Berpulangnya Zagallo, Simbol Kejayaan Sepak Bola Brasil
Mario Zagallo, legenda sepak bola Brasil, berpulang. Meskipun namanya tidak setenar Pele, Zagallo telah menyumbangkan total empat trofi Piala Dunia untuk tim ”Samba”. Tak ada yang menandinginya.
Oleh
YULVIANUS HARJONO
·4 menit baca
Sepak bola Brasil berduka. Di tengah ketidakpastian soal nama pelatih tim nasional, mereka ditinggalkan legendanya, Mario Jorge Zagallo (92). Meskipun namanya tidak setenar Pele, Zagallo merupakan sosok yang berjasa membawa tim ”Samba” menjadi tim sepak bola tersukses di dunia.
Zagallo, yang berpulang pada Jumat (5/1/2024) waktu setempat akibat kegagalan fungsi sejumlah organ tubuh, turut andil dalam empat dari lima trofi Piala Dunia FIFA yang dikoleksi tim Samba. Dua trofi Piala Dunia diraihnya sebagai pemain, dua gelar lainnya disumbangkan sebagai pelatih.
Pria kelahiran Rio de Janeiro itu adalah orang pertama dalam sejarah yang menjuarai Piala Dunia sebagai pemain dan pelatih, sebelum diikuti Franz Beckenbauer (Jerman) dan Didier Deschamps (Perancis). Namun, jumlah penampilannya di final ajang olahraga paling populer sejagat itu tidak bisa ditandingi siapa pun, yaitu lima kali (1958, 1962, 1970, 1994, dan 1998).

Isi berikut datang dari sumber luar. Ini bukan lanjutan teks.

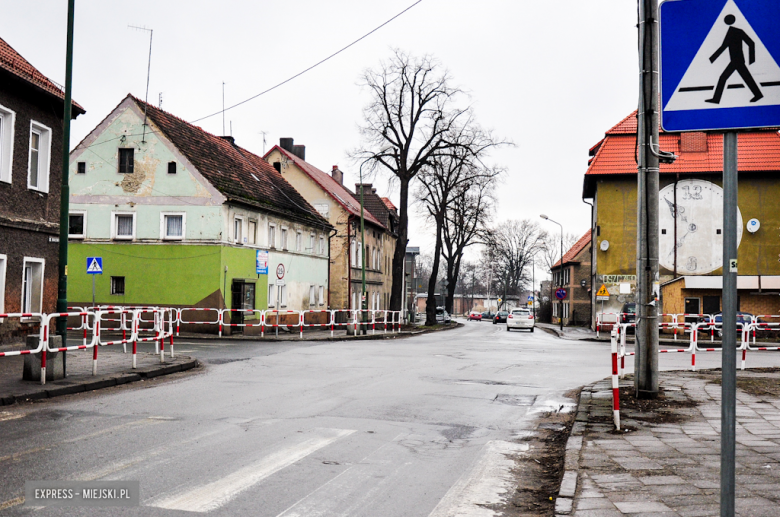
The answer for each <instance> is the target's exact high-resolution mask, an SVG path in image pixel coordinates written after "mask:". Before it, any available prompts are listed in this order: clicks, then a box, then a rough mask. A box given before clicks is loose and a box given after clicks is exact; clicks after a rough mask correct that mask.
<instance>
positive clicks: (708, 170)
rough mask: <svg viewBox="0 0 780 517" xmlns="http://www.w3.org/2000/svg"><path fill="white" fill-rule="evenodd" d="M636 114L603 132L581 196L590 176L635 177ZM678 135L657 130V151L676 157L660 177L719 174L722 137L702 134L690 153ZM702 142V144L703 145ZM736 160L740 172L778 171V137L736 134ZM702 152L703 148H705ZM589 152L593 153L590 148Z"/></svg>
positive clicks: (722, 136) (776, 134) (588, 166)
mask: <svg viewBox="0 0 780 517" xmlns="http://www.w3.org/2000/svg"><path fill="white" fill-rule="evenodd" d="M636 128H637V124H636V112H634V113H632V114H631V115H629V116H628V117H626V118H624V119H623V120H622V121H620V123H618V124H617V125H616V126H614V127H612V128H611V129H609V131H607V133H606V136H605V138H604V139H603V140H602V141H601V142H600V144H597V146H596V151H595V156H593V158H591V160H590V161H589V165H588V169H587V172H586V173H585V188H584V191H583V196H584V197H590V196H591V195H592V189H593V184H592V180H589V178H590V177H592V176H604V175H613V174H627V175H630V174H636V168H637V165H636V158H635V156H636ZM681 138H682V137H681V134H680V133H666V132H664V131H661V132H660V134H659V143H660V146H661V149H662V150H664V151H670V152H673V153H674V154H676V155H677V157H678V158H677V159H676V160H675V161H674V163H671V164H666V163H662V164H661V174H675V173H679V174H694V173H713V172H715V173H719V172H721V171H722V170H723V134H722V133H707V134H706V135H704V134H702V135H701V137H700V139H701V142H699V144H700V145H698V146H696V147H695V148H691V149H692V150H690V151H689V150H686V151H683V150H682V149H681V145H680V140H681ZM705 140H706V145H704V142H705ZM738 145H739V149H738V160H739V164H738V167H739V171H740V172H762V171H773V172H775V171H777V172H780V134H778V132H777V131H776V130H773V129H769V130H754V131H746V132H742V133H740V134H739V141H738ZM705 147H706V149H703V148H705ZM590 153H591V154H593V148H591V150H590Z"/></svg>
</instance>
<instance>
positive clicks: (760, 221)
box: [582, 112, 780, 319]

Tak pelak, bagi warga Brasil, Zagallo menjadi simbol kejayaan, kengototan, bahkan patriotisme. ”Dia adalah idola besar, patriot yang mewarisi capaian hebat,” bunyi keterangan resmi dari keluarganya.

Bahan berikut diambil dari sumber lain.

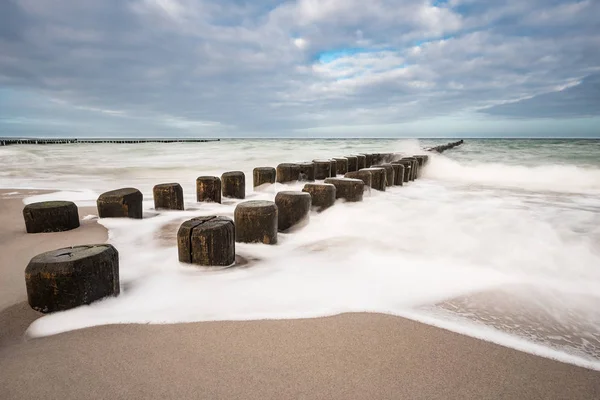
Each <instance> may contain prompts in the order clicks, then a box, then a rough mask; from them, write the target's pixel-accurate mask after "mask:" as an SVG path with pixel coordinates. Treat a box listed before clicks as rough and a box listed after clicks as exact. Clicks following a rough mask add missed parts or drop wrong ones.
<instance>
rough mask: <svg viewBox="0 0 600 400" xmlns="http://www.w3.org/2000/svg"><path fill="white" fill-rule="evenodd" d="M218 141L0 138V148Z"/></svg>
mask: <svg viewBox="0 0 600 400" xmlns="http://www.w3.org/2000/svg"><path fill="white" fill-rule="evenodd" d="M219 140H220V139H118V138H115V139H75V138H62V139H61V138H54V139H36V138H0V146H9V145H11V144H73V143H120V144H122V143H204V142H218V141H219Z"/></svg>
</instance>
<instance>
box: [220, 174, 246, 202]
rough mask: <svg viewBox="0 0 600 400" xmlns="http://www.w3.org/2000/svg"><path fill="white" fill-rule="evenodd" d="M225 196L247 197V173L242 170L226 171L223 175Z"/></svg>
mask: <svg viewBox="0 0 600 400" xmlns="http://www.w3.org/2000/svg"><path fill="white" fill-rule="evenodd" d="M221 184H222V185H223V197H230V198H233V199H245V198H246V175H244V173H243V172H242V171H231V172H225V173H224V174H223V175H221Z"/></svg>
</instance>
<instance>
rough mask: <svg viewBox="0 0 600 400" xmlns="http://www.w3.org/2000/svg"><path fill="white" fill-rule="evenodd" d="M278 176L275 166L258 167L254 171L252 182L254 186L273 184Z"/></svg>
mask: <svg viewBox="0 0 600 400" xmlns="http://www.w3.org/2000/svg"><path fill="white" fill-rule="evenodd" d="M276 177H277V170H276V169H275V168H273V167H256V168H254V170H253V171H252V183H253V186H254V187H259V186H262V185H264V184H273V183H275V178H276Z"/></svg>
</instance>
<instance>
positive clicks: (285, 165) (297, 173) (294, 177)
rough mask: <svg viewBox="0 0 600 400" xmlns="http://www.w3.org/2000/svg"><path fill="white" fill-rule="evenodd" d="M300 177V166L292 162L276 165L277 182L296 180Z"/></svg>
mask: <svg viewBox="0 0 600 400" xmlns="http://www.w3.org/2000/svg"><path fill="white" fill-rule="evenodd" d="M299 177H300V166H299V165H298V164H293V163H283V164H279V165H278V166H277V182H279V183H287V182H296V181H297V180H298V178H299Z"/></svg>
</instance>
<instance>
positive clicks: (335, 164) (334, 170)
mask: <svg viewBox="0 0 600 400" xmlns="http://www.w3.org/2000/svg"><path fill="white" fill-rule="evenodd" d="M329 163H330V164H331V176H332V177H334V178H335V176H336V175H337V161H335V159H333V158H332V159H331V160H329Z"/></svg>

Sebelum berpulang, Zagallo adalah saksi hidup terakhir dari skuad emas ”jogo bonito” Brasil 1958. Saat itu, ia melakukan debutnya di Piala Dunia bersama Pele, rekannya yang tutup usia pada 29 Desember 2022 lalu.
Saat itu, Zagallo mulai mengenakan kostum kuning khas Brasil di usia yang tak lagi muda, yaitu 26 tahun. Nama pemain yang berposisi penyerang sayap itu pun tenggelam di tengah sinar terang Pele, ”bocah ajaib” berusia 17 tahun. Permainan Zagallo memang tidak sehebat Pele. Koleksi gol Zagallo untuk tim Samba pun hanya 5 gol dari 33 penampilan. Bandingkan dengan Pele yang total mengemas 77 gol.
Namun, Zagallo memiliki kelebihan, yaitu kemampuan membaca permainan dan jiwa yang besar untuk berkorban. Di tengah absennya Pele nyaris sepanjang turnamen Piala Dunia 1962 di Chile, yaitu akibat cedera, Brasil dipaksa melakukan pendekatan baru.
Tim Samba mengedepankan kolektivitas dan memperkuat pertahanan, alih-alih menonjolkan serangan teknik tinggi yang identik dengan Pele. Zagallo pun memainkan peran baru, yaitu false winger.
Dia (Zagallo) adalah pahlawan besar sepak bola kami.
Peran baru itu menuntutnya bermain lebih defensif, yaitu turut mundur untuk memperkuat pertahanan dan tak jarang juga beroperasi di tengah. Peran yang kini dikenal sebagai posisi wing-back itu tidaklah lazim digunakan saat itu.
Dipupuk ”Maracanazo”
Maka, di Piala Dunia Chile saat itu, jumlah golnya sangat minim, yaitu hanya satu gol di fase grup. Namun, jumlah intersep, tekel, dan umpan matangnya, jauh meningkat. Peran barunya itu krusial membantu Brasil meraih trofi Piala Dunia untuk kedua kalinya setelah susah payah mengalahkan Ceko, 3-1, di Chile.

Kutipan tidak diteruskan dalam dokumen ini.